Note that short table names must be globally unique across all applicable schemas defined for your application (an application can have multiple schemas, typically two, the PHPBOM schema and the application schema).

Naming foreign keys

Ideally foreign keys (including foreign keys which are also primary keys) will have the same name as the primary key column they refer to.

When there are multiple foreign keys to the same primary key, or when we have a self-referential table, then using the same name as the referent is not possible. In this case you should use the whole name being referred to and place a qualifier after, e.g.: two foreign keys to a_token_id on the same table:

  • a_token_id_prev
  • a_token_id_next

Naming for entity/history tables implemented by PHPBOM

In general applications and PHPBOM share namespaces, particularly for elemental data. An exception to this is made with entity tables and their corresponding history counterparts. It is recommended for your application entity/history tables that you prefix your app code to distinguish tables your application has defined from tables PHPBOM has defined.

To try and keep out of your way PHPBOM uses standard prefixes for entity/history tables. These prefixes (at the present time) are:

Prefix Note
app_ for application data
web_ for web related data
loc_ for geographic data

Canonical order

Tables should be declared in the following order. Tables with a lower ordinal cannot reference tables with a higher ordinal.

Ordinal Pattern
11 about
21 lookup
23 mflags
31 ident
41 particle
43 pstring
51 textdata
52 upload
53 zblob
55 ztext
56 zjson
61 structure
71 entity
73 history
81 log
91 view
99 other

a_interaction_id

We have a standard ident table called t_ident_interaction which contains the serial number for an application interaction (e.g. a HTTP request) in its a_interaction_id column. When most elemental data is registered (not lookup data) we log the a_interaction_id of the interaction that did the registration. Using the a_interaction_id and the t_ident_interaction table we can deduce the time of the registration along with other audit information associated with the interaction.

Foreign keys

We don't configure foreign keys, thus they are not enforced. This is potentially controversial, but it has some benefits.

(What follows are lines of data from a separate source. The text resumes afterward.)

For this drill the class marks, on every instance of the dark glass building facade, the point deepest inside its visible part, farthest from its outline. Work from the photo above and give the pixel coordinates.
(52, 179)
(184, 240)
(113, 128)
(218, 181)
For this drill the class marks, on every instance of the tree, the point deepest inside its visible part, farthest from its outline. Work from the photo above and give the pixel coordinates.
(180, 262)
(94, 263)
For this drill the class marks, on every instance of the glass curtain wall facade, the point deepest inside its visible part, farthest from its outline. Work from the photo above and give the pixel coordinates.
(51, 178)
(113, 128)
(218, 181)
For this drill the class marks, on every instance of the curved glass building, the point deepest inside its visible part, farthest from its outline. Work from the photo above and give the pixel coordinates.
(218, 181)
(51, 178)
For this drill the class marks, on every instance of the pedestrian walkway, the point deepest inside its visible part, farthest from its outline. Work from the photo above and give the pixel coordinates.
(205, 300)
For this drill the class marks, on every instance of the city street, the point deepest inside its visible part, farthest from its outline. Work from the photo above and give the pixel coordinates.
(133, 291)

If you have a foreign key which you want to be 'null' you can set it to zero. This means that all foreign keys in our schema are effectively nullable. Note that for lookup tables the zero value is modelled in the lookup table but not as a valid value in the application (except for flags).

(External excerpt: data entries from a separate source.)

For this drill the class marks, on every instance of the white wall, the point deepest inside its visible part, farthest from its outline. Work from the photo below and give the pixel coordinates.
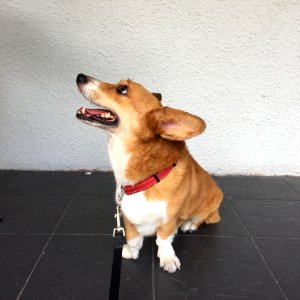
(234, 63)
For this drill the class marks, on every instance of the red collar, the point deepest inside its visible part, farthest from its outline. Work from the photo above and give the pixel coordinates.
(146, 183)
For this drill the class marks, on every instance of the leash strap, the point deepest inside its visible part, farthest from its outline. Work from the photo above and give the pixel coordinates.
(116, 266)
(119, 238)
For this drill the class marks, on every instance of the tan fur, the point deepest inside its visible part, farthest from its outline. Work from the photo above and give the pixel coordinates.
(154, 137)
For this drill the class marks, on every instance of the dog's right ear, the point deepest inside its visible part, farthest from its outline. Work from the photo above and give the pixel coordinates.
(157, 95)
(174, 124)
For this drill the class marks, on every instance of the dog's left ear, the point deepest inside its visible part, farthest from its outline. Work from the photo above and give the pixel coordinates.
(174, 124)
(158, 96)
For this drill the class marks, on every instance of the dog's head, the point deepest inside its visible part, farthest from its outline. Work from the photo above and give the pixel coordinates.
(128, 108)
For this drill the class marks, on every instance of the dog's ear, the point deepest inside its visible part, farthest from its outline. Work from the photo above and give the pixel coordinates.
(157, 95)
(174, 124)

Generally it's best if you left join to referenced tables in case the relevant data is missing.

Banning foreign keys simplifies access, improves performance, and reduces storage overhead. It also improves some audit situations wherein log data can refer to subsequently removed records without needing to be deleted with the relevant primary key data.

You can leave orphan data in the database if you want. You can run a garbage collection process if orphan data bothers you, or just clean up after yourself as you go along.

Personally I like leaving the orphan data in place because it simplifies (and enables) "undelete". If you restore the parent record it automatically has all of its children restored (because they never went away). The orphan children don't create a problem by remaining latent because all access is via joins from a parent record, in which case orphan data are irrelevant. It's trivial to detect orphan data if you find yourself in a situation where you need to know.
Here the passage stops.